Transmission between the minks has not been confirmed, with further research ongoing.

The mass death of some 2,500 endangered seals found along Russia's Caspian Sea coast last month has also raised concern.

A researcher at Russia's Dagestan State University, Alimurad Gadzhiyev, said last week that early samples from the seals "tested positive for bird flu", adding that they were still studying whether the virus caused the die-off.

Peacock warned there have been mixed reports from Russia about the seals, which could have contracted the virus by eating infected seabirds.

But if the seals did give bird flu to each other it "would be yet another very concerning development", he added.

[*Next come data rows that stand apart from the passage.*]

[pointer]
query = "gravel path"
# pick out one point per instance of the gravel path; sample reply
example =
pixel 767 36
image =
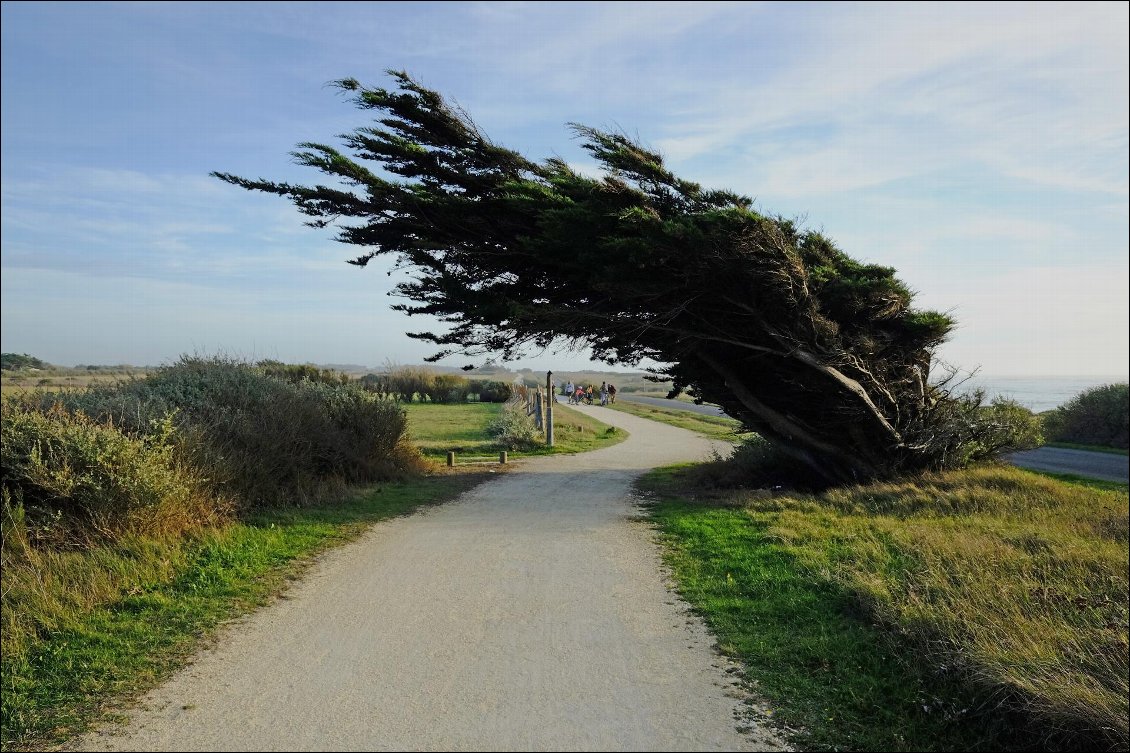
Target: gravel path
pixel 531 614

"The mink outbreaks, the increased number of infections of scavenger mammals and the potential seal outbreak would all point to this virus having the potential to cause a pandemic" in humans, he said.

- 'Mixing point' -

David Heymann, an infectious disease specialist at the London School of Hygiene and Tropical Medicine, urged caution.

More bird flu cases could be being detected in mammals because countries have ramped up testing, he said.

"This may have been going on for years and nothing has really occurred," he told AFP.

But it was always concerning when a flu virus enters mammals "because they're often the mixing point of influenza viruses, or they create an environment where mutations can occur and then can become adapted in humans", he added.

Even if that did occur, he said there were excellent surveillance systems in Europe and North America, and that H5N1 has been heavily researched since it first emerged in China and Hong Kong in 1996.

If H5N1 did mutate into a strain that could circulate among humans, the current seasonal flu vaccine could be fairly easily updated to include it, he said.

The UK Health Security Agency said "there is no evidence of sustained human to human transmission" of bird flu.

Over the last two decades, there have been 868 confirmed H5N1 cases in humans with 457 deaths, according to the World Health Organization. There were four confirmed cases and one death last year.

Last month, Ecuador reported South America's first case of the A(H5) bird flu virus in a human -- a nine-year-old girl who was in contact with backyard poultry.

The experts called for continued surveillance of avian influenza in wild birds, poultry and mammals, in order for humans to limit their exposure.